The Deccan Riots must be distinguished from the broader category of peasant and tribal revolts that preceded them, such as the Santhal Rebellion of 1855–56 or the Indigo Revolt of 1859–60 in Bengal. The Indigo Revolt was directed against European planters and a coerced cropping system; the Santhal hool was a tribal insurrection with millenarian dimensions against settled outsiders and the colonial order together. The Deccan Riots, by contrast, were a settled-peasant movement against a class of indigenous Indian moneylenders, conducted largely within the grammar of the existing legal system and aimed at debt instruments rather than at the British administration. This makes them a key case in distinguishing economic agrarian protest from anti-colonial nationalist mobilisation.

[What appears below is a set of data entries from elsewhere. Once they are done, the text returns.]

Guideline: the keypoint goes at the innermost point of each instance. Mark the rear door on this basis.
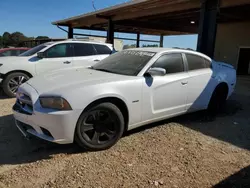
(166, 95)
(84, 54)
(58, 56)
(200, 82)
(102, 50)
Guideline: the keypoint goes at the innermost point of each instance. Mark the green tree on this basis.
(150, 45)
(42, 38)
(6, 39)
(16, 38)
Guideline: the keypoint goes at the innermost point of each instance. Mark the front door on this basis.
(84, 55)
(57, 57)
(244, 62)
(164, 96)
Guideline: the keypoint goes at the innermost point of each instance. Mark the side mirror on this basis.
(41, 55)
(157, 71)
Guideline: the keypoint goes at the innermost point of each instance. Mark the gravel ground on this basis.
(187, 151)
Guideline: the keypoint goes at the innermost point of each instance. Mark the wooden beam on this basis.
(157, 26)
(70, 33)
(161, 40)
(138, 40)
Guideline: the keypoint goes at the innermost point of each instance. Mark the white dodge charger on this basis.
(94, 106)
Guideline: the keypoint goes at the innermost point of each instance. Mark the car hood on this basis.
(67, 79)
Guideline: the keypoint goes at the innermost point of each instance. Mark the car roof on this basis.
(162, 50)
(83, 41)
(20, 48)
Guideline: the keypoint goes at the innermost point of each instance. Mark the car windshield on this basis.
(34, 50)
(127, 62)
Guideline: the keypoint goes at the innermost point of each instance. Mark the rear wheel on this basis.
(218, 99)
(100, 127)
(12, 82)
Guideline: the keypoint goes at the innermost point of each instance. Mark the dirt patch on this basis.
(186, 151)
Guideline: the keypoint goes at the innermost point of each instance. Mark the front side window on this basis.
(127, 62)
(102, 49)
(58, 51)
(34, 50)
(6, 53)
(172, 63)
(207, 63)
(14, 52)
(83, 49)
(195, 62)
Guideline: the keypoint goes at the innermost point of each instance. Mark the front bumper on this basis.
(53, 126)
(57, 128)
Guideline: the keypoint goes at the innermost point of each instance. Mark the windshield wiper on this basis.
(104, 70)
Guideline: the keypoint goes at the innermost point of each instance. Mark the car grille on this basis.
(23, 104)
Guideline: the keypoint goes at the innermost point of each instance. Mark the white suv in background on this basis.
(47, 57)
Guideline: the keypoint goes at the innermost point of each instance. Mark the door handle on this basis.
(66, 62)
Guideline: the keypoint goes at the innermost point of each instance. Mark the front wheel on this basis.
(100, 127)
(12, 82)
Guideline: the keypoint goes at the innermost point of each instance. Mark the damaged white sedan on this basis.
(131, 88)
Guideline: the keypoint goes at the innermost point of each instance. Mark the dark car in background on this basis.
(12, 51)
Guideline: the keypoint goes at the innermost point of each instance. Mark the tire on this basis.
(99, 127)
(218, 99)
(12, 81)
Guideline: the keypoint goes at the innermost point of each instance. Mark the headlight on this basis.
(57, 103)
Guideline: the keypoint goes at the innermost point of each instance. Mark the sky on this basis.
(33, 18)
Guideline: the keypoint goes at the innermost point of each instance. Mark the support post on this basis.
(137, 40)
(161, 40)
(70, 33)
(110, 32)
(208, 27)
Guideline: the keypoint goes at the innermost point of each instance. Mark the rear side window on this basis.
(195, 62)
(59, 51)
(207, 63)
(14, 52)
(83, 49)
(6, 53)
(172, 63)
(102, 49)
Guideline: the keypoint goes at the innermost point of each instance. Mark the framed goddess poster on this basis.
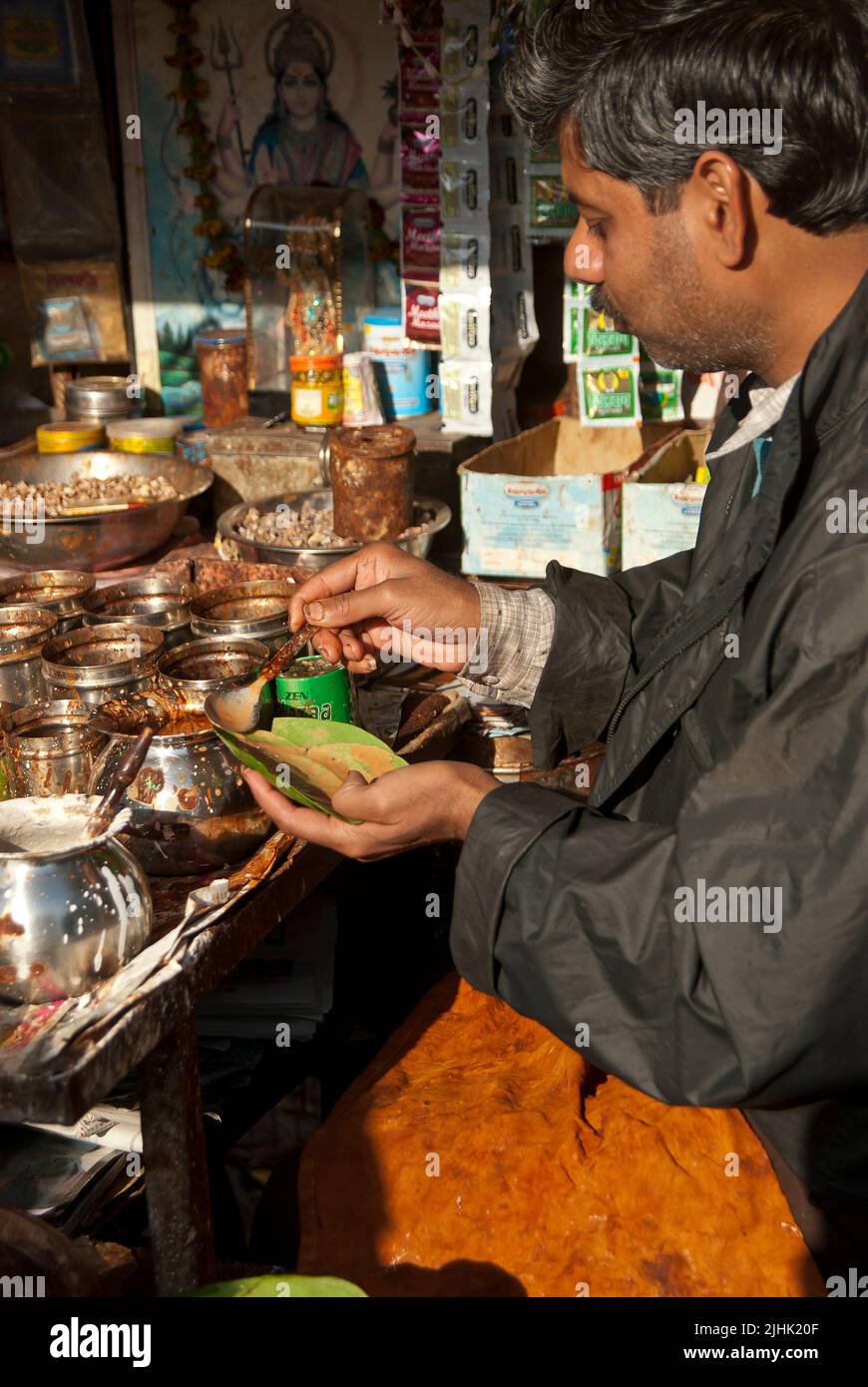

Historiographical debate has centred on the interpretation of the revolt. The economic-determinist reading, associated with scholars examining revenue and credit data, stresses over-assessment and the cotton cycle. Other historians, notably in the tradition that analysed the relationship between moral economy and market integration, have emphasised the breakdown of customary credit relations as the sahukar shifted from a patron embedded in village society to an externally backed creditor armed with court decrees. There is also continuing discussion of whether the Relief Act of 1879 actually protected cultivators or merely drove credit underground and reduced its availability. The riots are frequently cited in UPSC and graduate modern-history syllabi as a paradigm of colonial commercialisation of agriculture and its social consequences.
For the working practitioner—whether examining the genealogy of agrarian distress in South Asia, the politics of rural debt, or the colonial origins of protective tenancy legislation—the Deccan Riots remain instructive. They illustrate how revenue policy, global commodity cycles and an imported legal order can combine to dispossess a cultivating class, and how the resulting unrest can compel even an extractive state to legislate protection. The episode foreshadows debates over farmer indebtedness, credit access and land alienation that persist in Indian policy today, and it supplies a precise historical template for analysing the interaction between fiscal demand, market integration and rural insolvency.
Example
In May 1875, peasants in Supa village near Poona forced Marwari moneylenders to surrender their account books and debt bonds, then burned the documents—launching an uprising that spread across the Deccan.
Frequently asked questions
The riots stemmed from rural indebtedness aggravated by the post-American Civil War collapse of cotton prices after 1865, sharp upward revisions of land revenue under the Ryotwari system, and a legal regime of written bonds and civil-court decrees that allowed moneylenders to foreclose on peasant land. Poor harvests compounded the cultivators' inability to pay.